Are We The Creator Gods of the Gods We Believe Created Us?

I wonder, are the gods we credit with creating the universe actually the result of our shared human tendency to anthropomorphize good and evil? We have intent and motivation behind our actions and reactions and so feel the need to extend that awareness of choice, morality, and consequences onto the intangible, giving it form.

God. The Devil. Horus. Set. Ahura Mazda. Angra Mainyu.

Again and again in our collective religious history we see the duality of “good” and “evil”; “light” and “darkness”. We assign our gods a polarity, an alignment, and we concede our own responsibility to the influence of either of those sides. “The devil made me do it.” “I feel the spirit of the Lord.” But what if we’re just grouping together actions and ideals, separating them into benevolent and malevolent, and then attributing to them an identity, an intelligence that we can interact with. We are social beings and crave the connection with one another and again and again in history we find humans granting religious beings a sort of hyper-humanity; something we can understand and somewhat identify with while still being the omnipotent, omniscient, and omnipresent beings we need them to be to serve the purpose we created them for.

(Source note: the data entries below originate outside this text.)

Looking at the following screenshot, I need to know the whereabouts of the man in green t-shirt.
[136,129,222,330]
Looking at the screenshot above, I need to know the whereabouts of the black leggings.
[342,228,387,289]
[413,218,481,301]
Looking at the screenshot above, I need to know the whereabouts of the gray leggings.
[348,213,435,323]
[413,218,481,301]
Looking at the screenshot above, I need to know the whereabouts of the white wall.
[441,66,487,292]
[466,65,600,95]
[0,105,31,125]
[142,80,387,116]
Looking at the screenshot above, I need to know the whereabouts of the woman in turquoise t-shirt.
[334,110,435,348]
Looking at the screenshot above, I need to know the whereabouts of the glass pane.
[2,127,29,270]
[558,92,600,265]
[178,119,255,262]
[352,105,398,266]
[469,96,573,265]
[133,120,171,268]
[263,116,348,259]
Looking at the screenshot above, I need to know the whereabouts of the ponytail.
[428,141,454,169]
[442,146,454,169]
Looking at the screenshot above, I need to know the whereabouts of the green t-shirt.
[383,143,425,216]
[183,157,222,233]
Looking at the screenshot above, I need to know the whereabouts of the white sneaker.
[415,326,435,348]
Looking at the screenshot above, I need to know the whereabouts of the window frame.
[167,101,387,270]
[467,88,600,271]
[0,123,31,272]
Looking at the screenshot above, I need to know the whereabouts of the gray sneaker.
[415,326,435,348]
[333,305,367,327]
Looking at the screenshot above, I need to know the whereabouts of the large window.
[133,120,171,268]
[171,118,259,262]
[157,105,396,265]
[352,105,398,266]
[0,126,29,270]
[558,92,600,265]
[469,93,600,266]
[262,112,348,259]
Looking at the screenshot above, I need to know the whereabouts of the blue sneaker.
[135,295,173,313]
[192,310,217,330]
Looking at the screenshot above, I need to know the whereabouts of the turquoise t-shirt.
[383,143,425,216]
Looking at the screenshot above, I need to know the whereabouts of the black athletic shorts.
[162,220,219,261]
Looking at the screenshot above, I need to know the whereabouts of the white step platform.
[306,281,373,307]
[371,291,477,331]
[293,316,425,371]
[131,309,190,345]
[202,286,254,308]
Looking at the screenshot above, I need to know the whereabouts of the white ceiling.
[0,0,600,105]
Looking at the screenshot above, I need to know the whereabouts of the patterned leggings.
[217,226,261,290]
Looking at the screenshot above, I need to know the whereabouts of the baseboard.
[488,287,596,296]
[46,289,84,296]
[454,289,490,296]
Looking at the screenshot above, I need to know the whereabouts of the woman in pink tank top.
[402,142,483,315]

What is good but the desire to extend kindness, love, protection, inclusiveness and understanding to others when one is given the opportunity to do so and to do so without the expectation that your actions will be reciprocated?

What is evil but the denial of those actions in favor of those that would see others impoverished, persecuted, injured, ostracized, and willfully ignorant of the feelings and wellbeing of others, while at the same time striving only for the benefit of the ego at the expense of others?

What would the world look like if we looked past our imagined personifications of good and evil and viewed them instead as metaphors. Rather than attributing their alignment with a spiritual entity that can be contacted, bartered with, or enticed to throw its weight behind a partisan agenda, we saw them as archetypes modeled to aid us while we shape our own perception of morality.

What does it matter which name or human personification we give: good? (or evil)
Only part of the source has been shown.